In the fake post, after the rocket leaves the church, it cuts to a different clip of a rocket igniting fireworks, this one taken from a 2023 concert by German metal band Rammstein. The band used similar pyrotechnics throughout their European stadium tour that year.

As is Olympic tradition, the flame was lit in Greece, the birthplace of the games, and then traveled to France by boat, was passed among 11,000 torchbearers and then used to light the Olympic Cauldron.

Pritzker advances false claim

Illinois Gov. J.B. Pritzker, a possible running mate for Democratic presidential candidate Kamala Harris, talked about Republicans during a recent interview.

“I mean, on the other side, they’re just weird,” Pritzker said, referring to Republican vice presidential candidate J.D. Vance during an interview on ABC News. “You know, (former President Donald Trump’s) running mate, as you probably have heard, is, you know, getting known for his obsession with couches.”

But Pritzker’s reference, which he has alluded to in other speeches, is unfounded, according to PolitiFact. And the governor didn’t offer any evidence to support it.

Pritzker was bringing up a false claim that Vance describes a sexual encounter with a couch in his 2016 book “Hillbilly Elegy: A Memoir of a Family and Culture in Crisis.”

The rumor was debunked by Snopes, and the Associated Press called it a fake claim in a fact check that was later taken down. NewsGuard reported it as a satirical post that “spread like wildfire.”

PolitiFact, while checking digital and paperback versions of “Hillbilly Elegy” said the passage does not exist.

Harris statement is altered

A video of Vice President Kamala Harris appears to show her confused while giving a speech.

In the post of the clip, Harris says, “Today is today.

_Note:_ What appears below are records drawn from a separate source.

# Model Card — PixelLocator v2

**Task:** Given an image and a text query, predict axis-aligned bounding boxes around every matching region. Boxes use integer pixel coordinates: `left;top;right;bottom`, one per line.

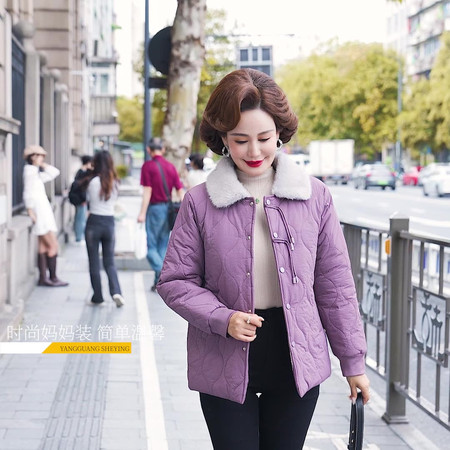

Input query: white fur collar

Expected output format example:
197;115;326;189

206;153;311;208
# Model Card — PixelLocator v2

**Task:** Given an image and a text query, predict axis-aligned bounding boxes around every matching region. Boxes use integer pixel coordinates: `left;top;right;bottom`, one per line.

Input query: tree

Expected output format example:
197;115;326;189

133;9;234;159
278;42;398;158
193;9;235;151
398;78;436;160
163;0;206;173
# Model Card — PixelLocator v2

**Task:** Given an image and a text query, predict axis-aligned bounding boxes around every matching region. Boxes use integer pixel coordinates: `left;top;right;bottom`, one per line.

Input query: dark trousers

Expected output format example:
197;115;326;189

200;308;319;450
85;214;122;303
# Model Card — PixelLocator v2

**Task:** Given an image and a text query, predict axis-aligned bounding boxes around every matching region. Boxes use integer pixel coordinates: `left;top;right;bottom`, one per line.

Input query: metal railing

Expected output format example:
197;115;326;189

341;216;450;430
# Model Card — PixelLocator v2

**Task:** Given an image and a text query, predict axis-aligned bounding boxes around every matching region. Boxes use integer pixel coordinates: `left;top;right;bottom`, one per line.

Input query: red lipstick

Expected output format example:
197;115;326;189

245;159;264;167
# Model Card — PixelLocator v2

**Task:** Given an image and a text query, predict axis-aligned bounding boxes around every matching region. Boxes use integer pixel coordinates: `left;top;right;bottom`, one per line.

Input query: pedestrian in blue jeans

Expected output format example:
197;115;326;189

85;150;125;308
138;137;184;291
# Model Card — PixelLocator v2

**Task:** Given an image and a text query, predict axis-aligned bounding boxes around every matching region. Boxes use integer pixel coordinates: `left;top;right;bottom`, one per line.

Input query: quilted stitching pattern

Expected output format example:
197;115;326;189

158;180;366;403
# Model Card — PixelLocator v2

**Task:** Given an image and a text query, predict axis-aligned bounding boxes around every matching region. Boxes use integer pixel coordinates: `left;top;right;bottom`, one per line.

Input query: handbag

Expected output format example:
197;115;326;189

347;392;364;450
155;160;181;230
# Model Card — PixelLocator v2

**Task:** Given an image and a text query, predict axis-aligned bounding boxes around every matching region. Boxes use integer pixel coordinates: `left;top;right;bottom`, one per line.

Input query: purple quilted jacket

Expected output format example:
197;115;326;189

158;154;366;403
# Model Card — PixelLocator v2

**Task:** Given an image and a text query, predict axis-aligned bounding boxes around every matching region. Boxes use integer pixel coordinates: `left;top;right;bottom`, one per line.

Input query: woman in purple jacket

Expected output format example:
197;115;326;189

158;69;369;450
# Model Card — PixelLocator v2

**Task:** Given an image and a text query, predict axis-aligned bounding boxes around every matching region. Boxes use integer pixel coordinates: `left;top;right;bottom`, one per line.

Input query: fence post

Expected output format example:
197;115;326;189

383;213;410;423
343;223;362;299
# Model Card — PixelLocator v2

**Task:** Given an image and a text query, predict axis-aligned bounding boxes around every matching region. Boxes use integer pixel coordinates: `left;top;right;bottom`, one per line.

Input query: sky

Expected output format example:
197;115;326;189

115;0;387;96
149;0;387;65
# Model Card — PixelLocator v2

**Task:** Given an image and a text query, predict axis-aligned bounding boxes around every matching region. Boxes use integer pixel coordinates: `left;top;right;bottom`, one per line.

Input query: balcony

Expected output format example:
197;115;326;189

91;96;117;124
91;96;119;136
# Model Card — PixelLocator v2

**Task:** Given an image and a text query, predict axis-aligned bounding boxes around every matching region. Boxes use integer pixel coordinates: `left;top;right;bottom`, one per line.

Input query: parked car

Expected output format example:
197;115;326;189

422;164;450;197
417;163;449;186
402;166;421;186
353;163;396;190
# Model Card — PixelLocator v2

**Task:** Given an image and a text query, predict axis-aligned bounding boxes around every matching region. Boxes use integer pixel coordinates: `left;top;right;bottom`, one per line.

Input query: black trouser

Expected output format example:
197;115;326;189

84;214;121;303
200;308;319;450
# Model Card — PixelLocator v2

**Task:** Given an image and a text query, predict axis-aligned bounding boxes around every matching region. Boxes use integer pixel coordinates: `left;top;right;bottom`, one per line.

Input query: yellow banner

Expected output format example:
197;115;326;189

42;342;131;353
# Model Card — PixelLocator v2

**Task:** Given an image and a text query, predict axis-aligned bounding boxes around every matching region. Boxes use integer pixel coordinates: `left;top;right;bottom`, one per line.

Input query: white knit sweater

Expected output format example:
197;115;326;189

236;168;282;309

And yesterday was today yesterday. Tomorrow will be today tomorrow. So live today, so the future today will be as the past today as it is tomorrow.”

But Harris never said this, according to the Associated Press. The clip has been altered.

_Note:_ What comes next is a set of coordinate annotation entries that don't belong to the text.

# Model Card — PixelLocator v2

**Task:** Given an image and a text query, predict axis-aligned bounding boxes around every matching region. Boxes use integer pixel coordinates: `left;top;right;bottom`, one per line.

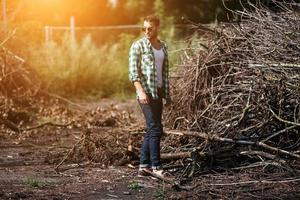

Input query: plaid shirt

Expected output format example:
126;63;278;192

129;37;170;99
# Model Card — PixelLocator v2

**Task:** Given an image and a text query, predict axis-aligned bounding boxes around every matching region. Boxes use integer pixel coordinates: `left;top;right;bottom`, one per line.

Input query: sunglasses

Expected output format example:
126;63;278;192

142;27;153;32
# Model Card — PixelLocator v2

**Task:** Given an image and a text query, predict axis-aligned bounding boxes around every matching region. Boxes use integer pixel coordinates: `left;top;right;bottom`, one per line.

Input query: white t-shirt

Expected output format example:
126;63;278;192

152;47;165;87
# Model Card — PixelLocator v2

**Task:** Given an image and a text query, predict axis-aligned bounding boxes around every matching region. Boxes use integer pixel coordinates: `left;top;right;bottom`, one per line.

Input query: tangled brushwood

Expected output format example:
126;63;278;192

164;1;300;173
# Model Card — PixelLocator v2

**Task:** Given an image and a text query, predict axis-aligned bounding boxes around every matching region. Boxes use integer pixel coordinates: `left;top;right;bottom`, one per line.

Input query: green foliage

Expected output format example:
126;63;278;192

24;177;46;188
29;35;133;98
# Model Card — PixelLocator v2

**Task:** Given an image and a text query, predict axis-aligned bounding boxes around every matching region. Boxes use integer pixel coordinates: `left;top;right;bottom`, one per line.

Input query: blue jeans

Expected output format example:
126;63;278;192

139;88;163;168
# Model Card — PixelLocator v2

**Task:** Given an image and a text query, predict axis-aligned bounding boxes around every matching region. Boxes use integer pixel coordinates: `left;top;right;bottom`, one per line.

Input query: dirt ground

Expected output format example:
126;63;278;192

0;100;300;200
0;100;185;200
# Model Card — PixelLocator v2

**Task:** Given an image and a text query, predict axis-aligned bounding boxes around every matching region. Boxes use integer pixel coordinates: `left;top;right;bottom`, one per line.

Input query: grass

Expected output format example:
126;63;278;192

26;24;190;100
29;35;134;98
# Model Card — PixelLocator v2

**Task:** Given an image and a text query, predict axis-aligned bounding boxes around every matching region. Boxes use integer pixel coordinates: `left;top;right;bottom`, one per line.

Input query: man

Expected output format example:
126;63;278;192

129;15;170;177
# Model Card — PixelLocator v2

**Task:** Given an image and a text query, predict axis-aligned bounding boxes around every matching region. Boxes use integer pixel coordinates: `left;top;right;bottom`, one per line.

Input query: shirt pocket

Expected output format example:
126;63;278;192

142;53;154;65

The video, from a speech Harris gave on reproductive rights, in 2023 at her alma mater Howard University, was manipulated to change what it appears she said.

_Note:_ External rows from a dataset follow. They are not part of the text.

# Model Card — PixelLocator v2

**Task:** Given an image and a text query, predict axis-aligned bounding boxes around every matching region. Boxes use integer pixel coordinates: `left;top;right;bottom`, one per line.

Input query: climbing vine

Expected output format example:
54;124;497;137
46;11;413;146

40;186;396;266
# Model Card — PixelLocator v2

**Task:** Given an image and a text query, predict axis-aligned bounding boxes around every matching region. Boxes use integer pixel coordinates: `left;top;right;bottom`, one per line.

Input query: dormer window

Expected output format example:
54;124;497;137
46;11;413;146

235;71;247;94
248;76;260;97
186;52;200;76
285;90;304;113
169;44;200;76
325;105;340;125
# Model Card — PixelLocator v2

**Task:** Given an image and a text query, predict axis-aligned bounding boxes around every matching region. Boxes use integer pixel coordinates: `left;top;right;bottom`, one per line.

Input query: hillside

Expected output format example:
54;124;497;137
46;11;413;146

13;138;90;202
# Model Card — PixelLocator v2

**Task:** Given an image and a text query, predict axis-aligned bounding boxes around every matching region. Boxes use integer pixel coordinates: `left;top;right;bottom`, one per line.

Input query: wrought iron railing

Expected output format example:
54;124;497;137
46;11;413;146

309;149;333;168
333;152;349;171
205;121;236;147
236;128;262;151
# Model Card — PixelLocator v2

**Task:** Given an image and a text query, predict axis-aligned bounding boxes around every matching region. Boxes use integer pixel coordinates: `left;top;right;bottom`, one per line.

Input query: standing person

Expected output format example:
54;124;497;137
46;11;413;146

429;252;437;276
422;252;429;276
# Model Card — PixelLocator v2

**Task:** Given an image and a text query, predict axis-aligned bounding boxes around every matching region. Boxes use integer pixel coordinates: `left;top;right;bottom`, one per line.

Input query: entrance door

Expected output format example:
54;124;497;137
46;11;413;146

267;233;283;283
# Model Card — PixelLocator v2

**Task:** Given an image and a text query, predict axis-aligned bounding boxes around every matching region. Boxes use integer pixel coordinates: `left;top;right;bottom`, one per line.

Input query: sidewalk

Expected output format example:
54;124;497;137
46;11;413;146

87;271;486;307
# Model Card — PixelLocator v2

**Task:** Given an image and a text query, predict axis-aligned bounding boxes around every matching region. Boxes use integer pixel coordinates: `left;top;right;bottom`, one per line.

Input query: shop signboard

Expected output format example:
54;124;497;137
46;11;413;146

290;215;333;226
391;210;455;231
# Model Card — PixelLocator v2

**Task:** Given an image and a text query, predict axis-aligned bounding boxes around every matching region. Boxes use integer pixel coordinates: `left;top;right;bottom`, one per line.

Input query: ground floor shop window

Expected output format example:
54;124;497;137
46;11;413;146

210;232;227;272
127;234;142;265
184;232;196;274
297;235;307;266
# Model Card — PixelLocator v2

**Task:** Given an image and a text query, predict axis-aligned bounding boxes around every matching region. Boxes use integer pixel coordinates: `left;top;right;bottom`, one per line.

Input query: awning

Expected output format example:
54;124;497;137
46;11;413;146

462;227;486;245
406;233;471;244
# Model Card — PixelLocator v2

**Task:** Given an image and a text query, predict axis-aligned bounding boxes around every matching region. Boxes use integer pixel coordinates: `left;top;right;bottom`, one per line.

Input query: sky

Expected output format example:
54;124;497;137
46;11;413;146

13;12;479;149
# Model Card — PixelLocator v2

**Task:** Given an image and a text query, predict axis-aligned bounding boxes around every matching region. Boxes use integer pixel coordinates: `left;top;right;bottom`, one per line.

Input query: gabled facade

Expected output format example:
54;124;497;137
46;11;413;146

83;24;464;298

The fake clip was made up from a section of the speech in which Harris said, “So I think it’s very important — as you have heard from so many incredible leaders — for us, at every moment in time, and certainly this one, to see the moment in time in which we exist and are present, and to be able to contextualize it, to understand where we exist in the history and in the moment as it relates not only to the past, but the future.”

Livestreamed versions and transcripts of the speech did not include the fake words.

Cartoon Network still in business

Recent social media posts could be a concern for some TV viewers.

“It’s the end of an era, Cartoon Network has officially shutdown,” read posts shared on X and Facebook.

But this is not true, according to Reuters. The claim originated with a post about animation industry workers’ rights.

“Animation Workers Ignited,” a community group on X, kicked off a campaign on July 8 titled #RIPCartoonNetwork, with a video highlighting challenges faced by the industry, such as “canceling of projects, outsourcing jobs, and laying off artists en masse.”

The network confirmed the claim is false.

“Cartoon Network would like to clarify that there is no truth to the speculation that the network or the studio are shutting down,” Cartoon Network told Reuters in a July 10 email.